Hemet Valley Mall
- Location: W. Florida Avenue (California State Route 74) between N. Kirby Street & N. Gilmore Street
- Coordinates: 33°44′55″N 116°59′45″W﻿ / ﻿33.7487°N 116.9957°W
- Address: 2200 W. Florida Avenue, Hemet, California 92545
- Opened: October 15, 1980
- Owner: M.C. Strauss Company
- Stores: 10+
- Anchor tenants: 3 (2 open, 1 vacant)
- Floors: 1
- Website: thehemetvalleymall.com

= Hemet Valley Mall =

Shopping mall in Hemet, California, United States

Hemet Valley Mall is a small enclosed shopping mall in Hemet, California. It is located on West Florida Avenue (California State Route 74) between North Kirby Street and North Gilmore Street. It is anchored by J.C. Penney and Hobby Lobby, with one vacant anchor last occupied by Sears.
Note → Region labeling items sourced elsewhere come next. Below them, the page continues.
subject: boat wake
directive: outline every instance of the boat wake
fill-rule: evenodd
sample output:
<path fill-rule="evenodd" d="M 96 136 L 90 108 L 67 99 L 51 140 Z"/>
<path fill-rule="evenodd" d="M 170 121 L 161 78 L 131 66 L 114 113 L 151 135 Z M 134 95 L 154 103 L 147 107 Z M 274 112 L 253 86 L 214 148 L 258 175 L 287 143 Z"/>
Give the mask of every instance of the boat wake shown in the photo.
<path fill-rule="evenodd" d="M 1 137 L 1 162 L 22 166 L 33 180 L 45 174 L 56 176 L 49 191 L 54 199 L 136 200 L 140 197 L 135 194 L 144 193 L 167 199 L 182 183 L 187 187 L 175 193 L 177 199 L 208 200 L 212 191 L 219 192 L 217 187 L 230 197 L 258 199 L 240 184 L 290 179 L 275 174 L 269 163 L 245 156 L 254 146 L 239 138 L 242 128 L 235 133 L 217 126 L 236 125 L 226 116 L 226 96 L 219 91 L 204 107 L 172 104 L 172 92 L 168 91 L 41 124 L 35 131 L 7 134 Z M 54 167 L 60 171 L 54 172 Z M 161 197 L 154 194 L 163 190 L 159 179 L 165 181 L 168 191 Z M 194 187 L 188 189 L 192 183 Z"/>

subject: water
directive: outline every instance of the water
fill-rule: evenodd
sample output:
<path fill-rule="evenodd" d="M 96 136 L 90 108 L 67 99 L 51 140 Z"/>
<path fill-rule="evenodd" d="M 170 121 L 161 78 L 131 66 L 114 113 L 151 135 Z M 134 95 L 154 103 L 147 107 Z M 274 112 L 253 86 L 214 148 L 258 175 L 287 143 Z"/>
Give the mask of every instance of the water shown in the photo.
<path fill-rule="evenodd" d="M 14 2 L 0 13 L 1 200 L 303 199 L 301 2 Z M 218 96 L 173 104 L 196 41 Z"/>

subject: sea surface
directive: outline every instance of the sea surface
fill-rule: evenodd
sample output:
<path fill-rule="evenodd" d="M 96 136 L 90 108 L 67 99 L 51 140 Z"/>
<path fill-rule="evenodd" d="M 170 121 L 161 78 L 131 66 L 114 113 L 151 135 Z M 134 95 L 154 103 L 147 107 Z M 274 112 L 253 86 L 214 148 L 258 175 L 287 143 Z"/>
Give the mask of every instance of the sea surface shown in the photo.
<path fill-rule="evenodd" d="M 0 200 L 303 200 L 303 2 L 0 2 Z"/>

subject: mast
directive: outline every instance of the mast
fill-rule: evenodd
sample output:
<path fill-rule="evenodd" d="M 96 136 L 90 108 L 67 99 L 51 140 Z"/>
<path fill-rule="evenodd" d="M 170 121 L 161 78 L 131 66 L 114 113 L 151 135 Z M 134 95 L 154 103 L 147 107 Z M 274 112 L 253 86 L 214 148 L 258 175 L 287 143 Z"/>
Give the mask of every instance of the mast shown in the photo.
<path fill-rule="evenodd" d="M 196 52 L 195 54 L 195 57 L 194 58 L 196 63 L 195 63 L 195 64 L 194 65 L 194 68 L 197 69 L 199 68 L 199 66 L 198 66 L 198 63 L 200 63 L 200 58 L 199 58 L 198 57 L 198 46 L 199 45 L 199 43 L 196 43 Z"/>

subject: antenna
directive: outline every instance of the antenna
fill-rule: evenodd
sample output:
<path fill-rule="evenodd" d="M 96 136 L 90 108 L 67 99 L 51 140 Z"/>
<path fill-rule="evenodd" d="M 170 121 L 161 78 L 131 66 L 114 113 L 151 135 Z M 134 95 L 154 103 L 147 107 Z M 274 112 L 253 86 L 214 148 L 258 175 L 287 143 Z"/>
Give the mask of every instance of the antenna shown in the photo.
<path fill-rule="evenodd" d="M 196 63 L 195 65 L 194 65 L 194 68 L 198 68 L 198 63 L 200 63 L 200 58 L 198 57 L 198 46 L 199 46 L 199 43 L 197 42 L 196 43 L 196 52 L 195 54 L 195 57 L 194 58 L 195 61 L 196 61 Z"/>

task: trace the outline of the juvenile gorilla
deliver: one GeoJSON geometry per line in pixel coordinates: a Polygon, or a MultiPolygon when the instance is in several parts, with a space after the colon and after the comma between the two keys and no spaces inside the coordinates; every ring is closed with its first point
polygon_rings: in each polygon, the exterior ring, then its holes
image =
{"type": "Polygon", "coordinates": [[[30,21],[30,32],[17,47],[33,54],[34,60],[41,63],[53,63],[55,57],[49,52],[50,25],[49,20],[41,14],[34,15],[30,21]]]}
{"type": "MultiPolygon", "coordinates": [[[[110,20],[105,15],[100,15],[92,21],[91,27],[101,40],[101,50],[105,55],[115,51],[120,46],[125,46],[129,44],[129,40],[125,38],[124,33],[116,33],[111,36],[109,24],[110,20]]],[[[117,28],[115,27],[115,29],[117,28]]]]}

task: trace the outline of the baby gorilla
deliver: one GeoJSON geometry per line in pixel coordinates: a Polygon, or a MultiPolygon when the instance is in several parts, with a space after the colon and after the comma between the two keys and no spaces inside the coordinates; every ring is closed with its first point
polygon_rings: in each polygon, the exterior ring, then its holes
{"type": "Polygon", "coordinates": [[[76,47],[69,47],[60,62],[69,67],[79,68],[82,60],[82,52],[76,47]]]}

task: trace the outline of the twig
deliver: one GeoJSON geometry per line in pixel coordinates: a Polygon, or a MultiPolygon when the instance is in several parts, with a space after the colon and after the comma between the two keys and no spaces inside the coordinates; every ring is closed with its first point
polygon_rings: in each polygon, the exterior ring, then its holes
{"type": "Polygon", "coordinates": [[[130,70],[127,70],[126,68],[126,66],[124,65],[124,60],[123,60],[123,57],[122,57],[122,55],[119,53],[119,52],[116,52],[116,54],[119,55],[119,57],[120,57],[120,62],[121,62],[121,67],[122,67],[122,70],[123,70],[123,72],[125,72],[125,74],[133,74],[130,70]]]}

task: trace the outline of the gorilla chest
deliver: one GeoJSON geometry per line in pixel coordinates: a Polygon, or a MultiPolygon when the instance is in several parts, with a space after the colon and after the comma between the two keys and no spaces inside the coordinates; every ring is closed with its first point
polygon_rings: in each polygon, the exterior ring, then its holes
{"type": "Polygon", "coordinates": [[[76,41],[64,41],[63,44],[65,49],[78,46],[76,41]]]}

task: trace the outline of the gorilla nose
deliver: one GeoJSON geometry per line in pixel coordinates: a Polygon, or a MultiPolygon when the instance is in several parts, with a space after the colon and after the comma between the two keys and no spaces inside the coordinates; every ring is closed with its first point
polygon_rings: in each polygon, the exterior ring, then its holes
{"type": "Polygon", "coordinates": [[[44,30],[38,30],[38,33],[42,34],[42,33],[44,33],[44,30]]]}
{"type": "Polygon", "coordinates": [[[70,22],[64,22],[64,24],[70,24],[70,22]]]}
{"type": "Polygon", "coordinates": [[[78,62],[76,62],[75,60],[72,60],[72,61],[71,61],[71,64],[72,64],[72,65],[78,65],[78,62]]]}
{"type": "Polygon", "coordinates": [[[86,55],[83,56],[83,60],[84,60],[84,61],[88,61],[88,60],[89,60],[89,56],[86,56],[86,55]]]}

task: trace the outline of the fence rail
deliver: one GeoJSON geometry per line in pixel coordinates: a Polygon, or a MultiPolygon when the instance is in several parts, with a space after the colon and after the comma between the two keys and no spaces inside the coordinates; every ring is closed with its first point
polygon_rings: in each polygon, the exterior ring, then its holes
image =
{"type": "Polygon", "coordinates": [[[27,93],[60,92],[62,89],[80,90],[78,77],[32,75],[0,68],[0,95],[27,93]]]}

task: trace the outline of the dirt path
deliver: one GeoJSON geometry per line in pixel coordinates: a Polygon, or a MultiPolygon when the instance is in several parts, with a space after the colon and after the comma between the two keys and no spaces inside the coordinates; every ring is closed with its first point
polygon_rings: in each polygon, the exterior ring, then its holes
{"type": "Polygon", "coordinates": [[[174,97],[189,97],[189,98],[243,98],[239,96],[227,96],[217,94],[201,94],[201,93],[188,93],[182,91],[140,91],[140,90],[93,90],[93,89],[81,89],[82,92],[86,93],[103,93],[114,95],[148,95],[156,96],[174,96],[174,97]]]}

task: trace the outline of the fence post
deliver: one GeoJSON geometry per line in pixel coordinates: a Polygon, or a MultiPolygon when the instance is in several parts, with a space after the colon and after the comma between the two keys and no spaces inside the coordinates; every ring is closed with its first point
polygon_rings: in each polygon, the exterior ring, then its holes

The mall, which cost $10 million to build, opened on October 15, 1980, with 200000 sqft of retail space. When it opened it was anchored by a 50400 sqft, $1.8-million Harris Company department store (later becoming Harris-Gottschalks in 1999) and a J.C. Penney, plus 40 specialty shops. Sears was then annexed to the mall in 1998, having relocated from standalone store. Gottschalks closed in 2009 due to bankruptcy and was first replaced by Forever 21, and later Hobby Lobby. Sears closed in 2020 as a part of a plan to close 40 stores nationwide.